U.K. Banks’ FX-Rigging Charges Hit $1.7 Billion in Quarter

30 Apr 2015 | Author: | No comments yet »

R.B.S. Posts First-Quarter Loss on Restructuring and Litigation Costs.

Royal Bank of Scotland Group Plc brings the amount British banks have set aside in the first quarter to cover the cost of settling probes of whether traders manipulated key currency benchmarks to more than $1.7 billion. The Edinburgh-based lender took a 334 million-pound charge ($516 million) for alleged foreign-exchange market rigging, adding to an 800 million-pound provision taken by Barclays Plc on Wednesday. In a news release, R.B.S., based in Edinburgh, said that it booked 1.3 billion pounds, or about $2 billion, in charges for its efforts to radically reshape the lender and for potential fines and settlements related to continuing inquiries into potential misconduct by its employees. That includes lawsuits and investigations into the selling of mortgage-backed securities in the United States and suspected manipulation of foreign currency markets.

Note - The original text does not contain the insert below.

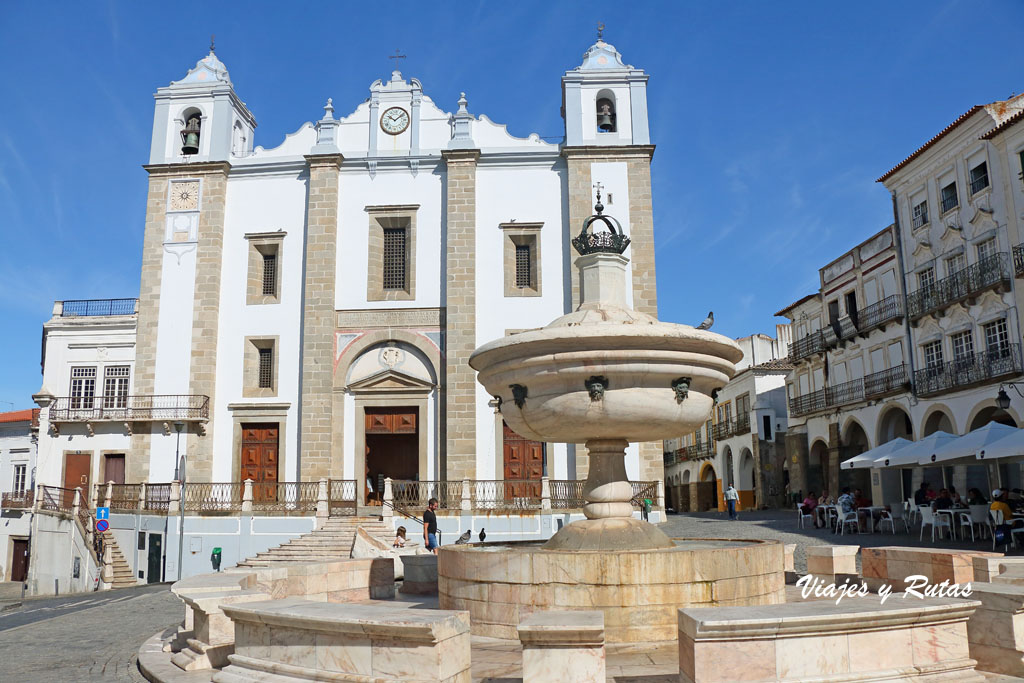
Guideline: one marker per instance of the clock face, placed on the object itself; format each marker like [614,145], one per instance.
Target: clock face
[394,121]
[184,196]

R.B.S. was among a group of the world’s biggest banks that agreed in November to pay a combined $4.25 billion to end investigations by United States, British and Swiss regulators over accusations of conspiracy to manipulate the currency markets. RBS, Barclays and HSBC Holdings Plc have made provisions totaling about $6 billion pounds since authorities began a global probe into the rigging of currency markets two years ago. RBS Chief Executive Officer Ross McEwan told reporters on Thursday he expects the fine to be less than that. “Barclays’s problems are more serious because they didn’t join the group currency settlement last year and are regulated in New York, whereas RBS isn’t,” said Sandy Chen, an analyst at Cenkos Securities Plc in London. “It looks like regulatory charges will be an ongoing burden.” Rising legal bills and restructuring costs are undermining British banks’ efforts to shore up earnings. RBS on Thursday reported a first-quarter net loss of 446 million pounds after a profit of 1.2 billion pounds in the year-ago period, missing analyst estimates.

In February, the lender, which once had ambitions of being a global investment bank, announced plans to dismantle its investment bank and reduce its geographic footprint to about 13 countries from 38. The bank also is in the process of repaying a bailout of £45 billion it received during the financial crisis from the British government, which has a roughly 80 percent stake in the lender.

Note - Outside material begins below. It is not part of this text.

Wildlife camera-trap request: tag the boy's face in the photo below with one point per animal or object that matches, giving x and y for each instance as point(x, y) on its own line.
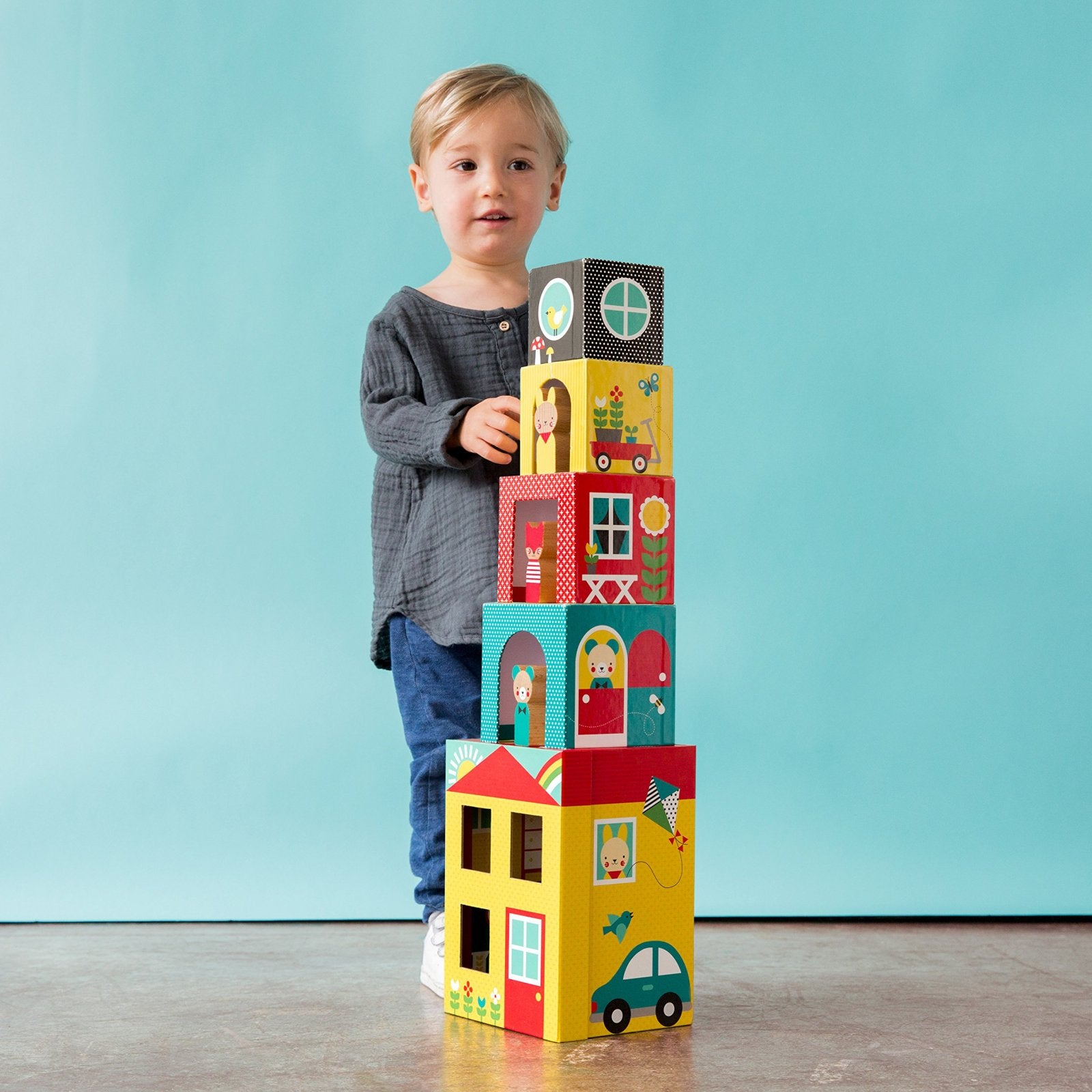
point(489, 183)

The Justice Department is pressing to resolve the probe with settlements that include guilty pleas from some of the institutions and penalties of roughly $1 billion for each bank, with some being asked for more and some for less, people with knowledge of the negotiations have said. The government also has said it’s preparing cases against individuals. “It will be out in the next couple of months, we’re still in final discussions with the DOJ,” McEwan said. “There are still many conduct and litigation hurdles looming.” RBS, Britain’s largest government-owned bank, paid $634 million to two regulators as part of last year’s settlement. Barclays, which wasn’t part of the November settlement, is now in “fluid, real-time dialogues” with regulators over reaching a deal, Finance Director Tushar Morzaria said.